Мы смотрим на Лидочку. Думаем.

– Очень просто,– говорит Славик.– Отдадим ей билет. Мы же мужчины. Протыримся. Я скажу, что потерял маму. А вы скажете, что потеряли меня.

Лева хмурится:

– Подожди. Но ведь тебя же никто не берет.

– А мне мама разрешила. Вот и бутерброд дала.

– Ну и протыривайся вместе со своей мамой.

Славик смотрит на нас, как на самых последних предателей. Он даже не утирает слез. Он просто удивленно смотрит на всех по очереди и молчит. Даже не молчит, а говорит мокрыми глазами.

– Ладно, пойдем,– не выдерживаю я.


* * *

В общем, или милиция очень любит детей, или дети очень любят авиацию, но мы на Тушинском аэродроме.

Народу полно. У всех какие-то бумажные козырьки от солнца, все смотрят в небо, а еще тянутся на носки, смотрят туда, где очень далеко на трибуне стоят люди в белом. Мишка спрыгнул с моей спины, почему-то шепотом сказал, что он видел Сталина.

И какой бы самолет с могучим ревом ни пролетал над нашими головами, Мишка машет и громко кричит:

– Папа!

– Сколько же у тебя пап, мальчик?-смеются вокруг. А потом самолеты начали «воздушный бой». Их пулеметы распарывают небо, дико завывают моторы.

В небе – бомбардировщики. Они точно бомбят фанерную цель. В бинокль видно, как от земли подскакивают вверх в дыму, в огне какие-то куски дерева, листы фанеры.

– Алеша, так и на войне будет?-прижимается ко мне: Лидочка.

– На войне еще страшнее,– радуется Мишка.

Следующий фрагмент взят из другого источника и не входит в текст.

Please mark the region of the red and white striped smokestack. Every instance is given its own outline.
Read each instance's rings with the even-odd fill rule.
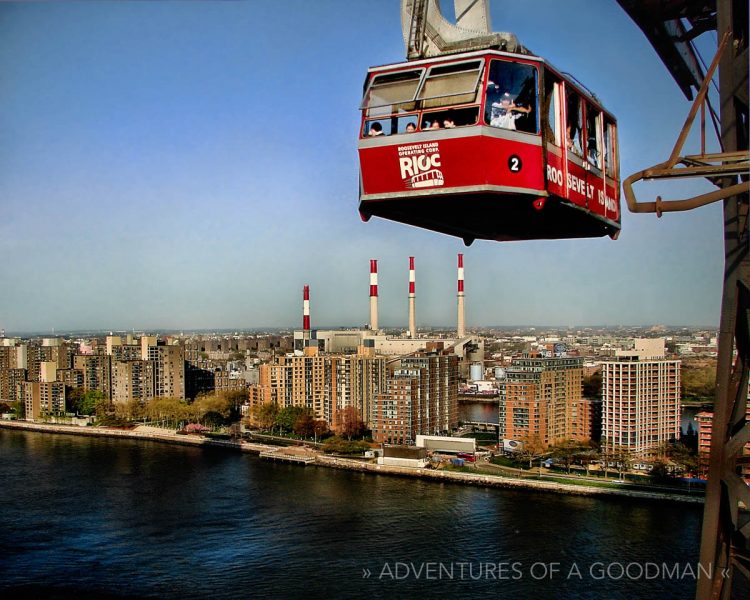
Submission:
[[[310,286],[302,288],[302,337],[310,339]]]
[[[378,261],[370,260],[370,329],[378,328]]]
[[[466,326],[464,323],[464,255],[458,255],[458,327],[456,328],[456,337],[466,336]]]
[[[409,337],[417,337],[417,317],[415,314],[415,286],[416,276],[414,273],[414,257],[409,257]]]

– Глупый какой,– говорит Лидочка.

Небо расцветилось куполами парашютов. Радио разносит над аэродромом бодрую песню:

Мы рождены, чтоб сказку сделать былью… Преодолеть пространство и простор…

Славик хлопает в ладоши, смеется прямо в небо. Ему сейчас очень хорошо. Он ничего не боится. Он здорово устал и, наверное, сегодня очень спокойно уснет. А чего ему бояться, если наша авиация самая сильная в мире!

Уже стемнело, когда мы доплелись до дома. У сарая Жиган сидит, покуривает. Поздоровался и сразу в карман. На ладони желто поблескивают новенькие конические шестеренки.

– Вот, возьмите…

Присел на корточки, папироску раскуривает. Лидочка его сзади тихо за плечо трогает, он молчит.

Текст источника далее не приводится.